I know that, in this advanced age, none of this should matter. Our treatment of neurodivergent people, like any other minority group, is uncountably better than it ever has been. However, there is an experience I suspect I have in common with those of any minority: it’s not about the knowledge that things are improving or that most people will never treat me negatively, it’s knowing that the breadth of variance in people’s reactions is still so wide that you just can’t predict what might happen. It niggles in the back of the brain even when on the verge of telling people I trust implicitly. Perhaps, because of the nature of autism, I’m even more aware of these potentialities than the average.
In many ways, I’m lucky: masking allows me to pass for neurotypical in most situations. But that works both ways. Because in 99% of situations my autism goes undetected, the 1% of scenarios where I crack and need support are made all the more shocking for those around me and far more embarrassing for myself. It also means that support is far less forthcoming than it would be for someone with a more ‘visible’ condition.
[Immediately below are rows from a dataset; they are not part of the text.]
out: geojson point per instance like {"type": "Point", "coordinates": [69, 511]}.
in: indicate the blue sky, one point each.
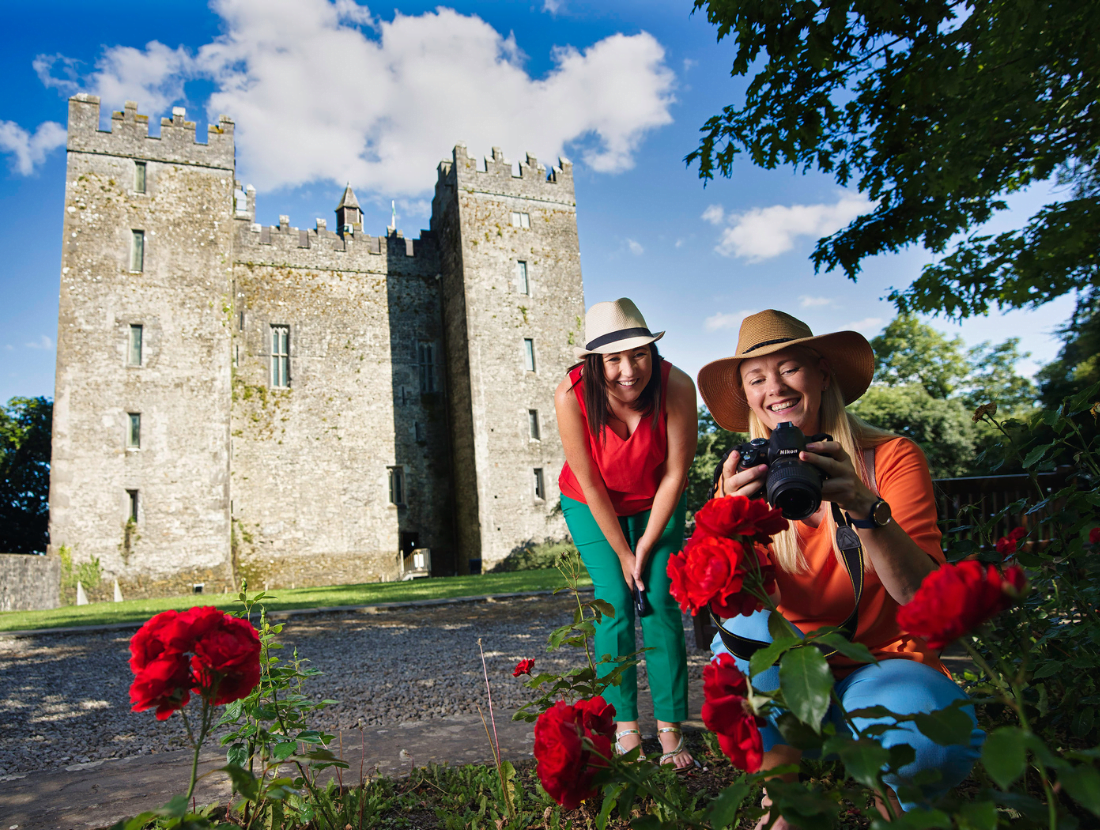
{"type": "Point", "coordinates": [326, 91]}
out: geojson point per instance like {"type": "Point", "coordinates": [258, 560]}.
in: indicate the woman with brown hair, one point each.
{"type": "Point", "coordinates": [628, 422]}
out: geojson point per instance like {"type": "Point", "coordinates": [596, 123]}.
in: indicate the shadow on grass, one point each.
{"type": "Point", "coordinates": [279, 599]}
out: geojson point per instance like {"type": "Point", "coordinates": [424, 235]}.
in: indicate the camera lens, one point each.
{"type": "Point", "coordinates": [795, 489]}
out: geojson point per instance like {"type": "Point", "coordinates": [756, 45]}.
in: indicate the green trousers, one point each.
{"type": "Point", "coordinates": [662, 629]}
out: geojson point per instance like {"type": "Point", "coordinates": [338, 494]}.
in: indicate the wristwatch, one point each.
{"type": "Point", "coordinates": [879, 518]}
At times, I’ve doubted that I’m autistic enough; this is so much the case that even calling myself ‘autistic’ causes me a twinge of discomfort, both because I don’t feel like I merit the label and because it feels like a confession which might provoke an unpleasant reaction.
I don’t so much fear hostility. I’m sure there are places where I would still face it. But, in so many other ways – being white, male, able bodied – my privileges, undue or not, protect me from what might be far greater aggressions. No, what I’m afraid of, like anyone else really, is rejection. We all know the kinds of discrimination that we still practice, covertly, even subconsciously, on a day-to-day basis: being more or less suspicious of someone in the street because of their race; discounting or devaluing romantic opportunities because of a potential partner’s sexuality; hiring someone on the basis of their sex or gender identity. We know these enemies. But I’m still terrified to tell my friends and, especially, to publish this because I can’t guarantee that being – as a fellow neurodivergent once lovingly termed it – an ‘autist’ won’t cause friends to distance themselves from me or walk on eggshells. I often feared relegation out of romantic consideration if I confessed ‘too soon’, or any number of other things.
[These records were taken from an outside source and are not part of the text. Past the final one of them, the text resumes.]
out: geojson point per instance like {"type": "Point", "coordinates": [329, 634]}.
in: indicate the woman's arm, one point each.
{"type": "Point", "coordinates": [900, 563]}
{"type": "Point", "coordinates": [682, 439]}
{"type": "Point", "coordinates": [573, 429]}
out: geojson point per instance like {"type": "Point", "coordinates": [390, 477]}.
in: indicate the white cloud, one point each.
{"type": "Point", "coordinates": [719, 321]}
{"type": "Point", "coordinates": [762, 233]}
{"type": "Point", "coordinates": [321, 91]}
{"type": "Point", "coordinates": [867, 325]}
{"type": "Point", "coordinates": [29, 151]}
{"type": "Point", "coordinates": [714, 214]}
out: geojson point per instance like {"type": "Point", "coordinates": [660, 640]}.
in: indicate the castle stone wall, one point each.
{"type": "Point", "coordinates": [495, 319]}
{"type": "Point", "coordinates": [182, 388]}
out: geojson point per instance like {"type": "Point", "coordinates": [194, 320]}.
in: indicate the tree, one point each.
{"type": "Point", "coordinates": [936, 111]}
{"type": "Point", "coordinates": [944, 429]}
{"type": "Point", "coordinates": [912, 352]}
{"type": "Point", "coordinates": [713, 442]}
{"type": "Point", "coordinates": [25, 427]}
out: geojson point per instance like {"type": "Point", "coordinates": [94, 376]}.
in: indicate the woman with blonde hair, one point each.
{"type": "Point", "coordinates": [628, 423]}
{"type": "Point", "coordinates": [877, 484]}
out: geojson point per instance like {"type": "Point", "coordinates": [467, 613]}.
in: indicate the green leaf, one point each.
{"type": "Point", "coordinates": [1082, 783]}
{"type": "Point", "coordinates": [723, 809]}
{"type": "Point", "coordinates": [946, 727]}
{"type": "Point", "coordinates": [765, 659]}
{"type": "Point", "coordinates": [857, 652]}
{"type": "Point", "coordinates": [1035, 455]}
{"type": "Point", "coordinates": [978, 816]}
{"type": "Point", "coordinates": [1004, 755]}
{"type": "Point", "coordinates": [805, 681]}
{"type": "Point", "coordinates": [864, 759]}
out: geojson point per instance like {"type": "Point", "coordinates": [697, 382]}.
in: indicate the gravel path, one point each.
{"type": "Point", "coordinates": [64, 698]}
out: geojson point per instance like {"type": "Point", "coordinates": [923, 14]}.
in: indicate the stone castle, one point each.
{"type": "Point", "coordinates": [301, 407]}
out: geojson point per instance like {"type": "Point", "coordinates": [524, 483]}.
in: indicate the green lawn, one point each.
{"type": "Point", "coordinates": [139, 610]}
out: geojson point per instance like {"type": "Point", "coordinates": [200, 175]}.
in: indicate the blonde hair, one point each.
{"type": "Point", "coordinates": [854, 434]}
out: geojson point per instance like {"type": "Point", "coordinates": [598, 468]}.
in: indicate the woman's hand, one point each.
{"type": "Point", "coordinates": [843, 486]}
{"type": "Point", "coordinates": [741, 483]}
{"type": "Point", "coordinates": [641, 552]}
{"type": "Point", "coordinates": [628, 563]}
I’ve even seen fairly close friends distance themselves from similar but less filtered versions of me.
It’s these areas, especially for invisible minorities, that we need to work on the most. Structural change – in legislation, law enforcement, business – can only take us so far, so long as we still harbour, often not so subtly, personal biases. It’s easy to excuse avoiding romance with someone bisexual, or somehow always gravitating away from people of colour, or keeping an autistic friend at a distance because you’re not sure they are even able to feel like you do or be trusted, if you’re posting weekly Instagram stories about intersectionality and inclusion.
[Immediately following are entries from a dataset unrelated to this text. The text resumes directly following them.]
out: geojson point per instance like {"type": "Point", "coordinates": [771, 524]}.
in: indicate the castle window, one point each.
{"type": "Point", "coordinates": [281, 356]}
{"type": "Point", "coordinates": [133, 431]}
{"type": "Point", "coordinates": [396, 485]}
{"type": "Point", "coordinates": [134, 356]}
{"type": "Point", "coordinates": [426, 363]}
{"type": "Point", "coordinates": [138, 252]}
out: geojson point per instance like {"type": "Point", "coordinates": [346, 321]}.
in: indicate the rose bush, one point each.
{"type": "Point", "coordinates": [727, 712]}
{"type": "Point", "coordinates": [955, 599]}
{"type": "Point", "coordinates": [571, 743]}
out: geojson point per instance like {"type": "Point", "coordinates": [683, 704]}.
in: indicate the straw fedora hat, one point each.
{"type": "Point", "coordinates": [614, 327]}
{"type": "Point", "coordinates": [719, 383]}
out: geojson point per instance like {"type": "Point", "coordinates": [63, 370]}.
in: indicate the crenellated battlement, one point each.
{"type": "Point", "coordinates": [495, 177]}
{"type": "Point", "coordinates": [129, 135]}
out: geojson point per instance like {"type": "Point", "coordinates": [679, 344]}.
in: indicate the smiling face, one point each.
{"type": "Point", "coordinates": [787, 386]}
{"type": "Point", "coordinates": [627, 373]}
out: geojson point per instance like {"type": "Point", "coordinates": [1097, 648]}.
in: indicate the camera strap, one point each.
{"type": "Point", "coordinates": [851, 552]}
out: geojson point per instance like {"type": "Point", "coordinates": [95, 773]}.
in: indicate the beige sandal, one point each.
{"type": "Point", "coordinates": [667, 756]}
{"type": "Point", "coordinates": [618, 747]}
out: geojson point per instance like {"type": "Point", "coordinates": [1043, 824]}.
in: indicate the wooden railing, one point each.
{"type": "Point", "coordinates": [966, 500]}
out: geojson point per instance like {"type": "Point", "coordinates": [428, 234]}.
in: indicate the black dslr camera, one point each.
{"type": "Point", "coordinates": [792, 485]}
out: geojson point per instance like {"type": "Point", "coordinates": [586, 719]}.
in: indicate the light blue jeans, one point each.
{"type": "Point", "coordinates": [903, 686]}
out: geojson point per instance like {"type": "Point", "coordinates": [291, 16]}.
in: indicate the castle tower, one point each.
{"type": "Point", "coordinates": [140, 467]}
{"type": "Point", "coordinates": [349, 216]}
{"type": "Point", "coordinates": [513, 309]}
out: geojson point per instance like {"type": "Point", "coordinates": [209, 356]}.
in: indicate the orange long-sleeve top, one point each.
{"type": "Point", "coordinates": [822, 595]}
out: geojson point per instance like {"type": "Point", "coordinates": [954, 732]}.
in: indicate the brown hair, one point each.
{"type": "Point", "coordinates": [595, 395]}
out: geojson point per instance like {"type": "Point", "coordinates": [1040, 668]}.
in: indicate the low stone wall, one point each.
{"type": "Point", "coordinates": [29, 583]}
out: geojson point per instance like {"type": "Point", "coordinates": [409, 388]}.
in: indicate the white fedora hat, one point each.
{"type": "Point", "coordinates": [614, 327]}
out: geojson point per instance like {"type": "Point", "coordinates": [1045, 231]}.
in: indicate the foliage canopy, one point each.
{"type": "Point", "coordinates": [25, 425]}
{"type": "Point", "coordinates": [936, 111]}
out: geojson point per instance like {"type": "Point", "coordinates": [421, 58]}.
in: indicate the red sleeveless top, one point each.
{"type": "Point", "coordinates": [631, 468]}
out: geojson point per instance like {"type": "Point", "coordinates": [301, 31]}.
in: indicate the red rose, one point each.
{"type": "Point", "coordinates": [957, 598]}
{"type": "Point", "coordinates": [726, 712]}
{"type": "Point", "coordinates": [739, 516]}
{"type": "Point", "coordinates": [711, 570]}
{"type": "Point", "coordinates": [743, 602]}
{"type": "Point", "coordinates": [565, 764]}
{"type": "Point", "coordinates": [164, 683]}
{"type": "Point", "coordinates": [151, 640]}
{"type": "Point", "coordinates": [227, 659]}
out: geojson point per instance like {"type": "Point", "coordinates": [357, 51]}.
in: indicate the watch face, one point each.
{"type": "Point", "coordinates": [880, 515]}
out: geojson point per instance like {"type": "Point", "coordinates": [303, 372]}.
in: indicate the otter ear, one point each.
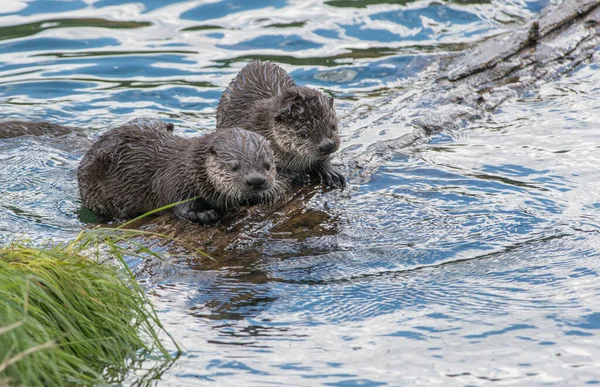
{"type": "Point", "coordinates": [292, 104]}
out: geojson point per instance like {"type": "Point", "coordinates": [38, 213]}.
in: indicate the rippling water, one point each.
{"type": "Point", "coordinates": [469, 260]}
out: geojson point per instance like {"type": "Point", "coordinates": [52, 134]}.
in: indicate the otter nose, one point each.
{"type": "Point", "coordinates": [256, 181]}
{"type": "Point", "coordinates": [326, 146]}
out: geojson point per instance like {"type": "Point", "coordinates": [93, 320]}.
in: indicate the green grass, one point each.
{"type": "Point", "coordinates": [70, 316]}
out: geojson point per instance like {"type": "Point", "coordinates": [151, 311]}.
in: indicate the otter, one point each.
{"type": "Point", "coordinates": [299, 121]}
{"type": "Point", "coordinates": [142, 165]}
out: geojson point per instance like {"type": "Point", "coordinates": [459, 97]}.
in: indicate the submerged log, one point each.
{"type": "Point", "coordinates": [467, 89]}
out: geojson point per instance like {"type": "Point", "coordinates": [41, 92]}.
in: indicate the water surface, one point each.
{"type": "Point", "coordinates": [470, 260]}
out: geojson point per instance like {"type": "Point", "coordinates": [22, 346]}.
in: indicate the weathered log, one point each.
{"type": "Point", "coordinates": [470, 88]}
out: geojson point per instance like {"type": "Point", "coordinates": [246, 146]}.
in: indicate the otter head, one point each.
{"type": "Point", "coordinates": [305, 129]}
{"type": "Point", "coordinates": [241, 166]}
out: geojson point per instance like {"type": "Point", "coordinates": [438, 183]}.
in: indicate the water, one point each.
{"type": "Point", "coordinates": [468, 260]}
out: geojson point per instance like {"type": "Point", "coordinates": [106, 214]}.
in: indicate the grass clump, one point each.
{"type": "Point", "coordinates": [68, 319]}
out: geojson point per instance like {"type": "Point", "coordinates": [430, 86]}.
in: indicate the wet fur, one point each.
{"type": "Point", "coordinates": [142, 165]}
{"type": "Point", "coordinates": [263, 98]}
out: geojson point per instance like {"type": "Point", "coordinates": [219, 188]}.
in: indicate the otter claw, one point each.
{"type": "Point", "coordinates": [205, 218]}
{"type": "Point", "coordinates": [333, 178]}
{"type": "Point", "coordinates": [301, 179]}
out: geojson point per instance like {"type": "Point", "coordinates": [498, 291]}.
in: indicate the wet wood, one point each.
{"type": "Point", "coordinates": [468, 89]}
It’s not enough anymore. I know that lots of people who I trust will be very supportive of me writing this and won’t treat me differently afterwards. I also know that if I wasn’t that lucky, if I didn’t have a helpful group of friends, an endlessly patient partner, or was just worse at masking, I’d be losing out on potential connections just by existing, let alone publishing this. I’ve even seen fairly close friends distance themselves from similar but less filtered versions of me – people who are too loud, act strangely, don’t obey social convention – either because they don’t understand them or they make them mildly uncomfortable. It’s not enough to promote acceptance if you’re not willing to live it. To friends (and strangers) out there wondering ‘how’ to treat someone like me: get to know us, and you’ll probably figure it out.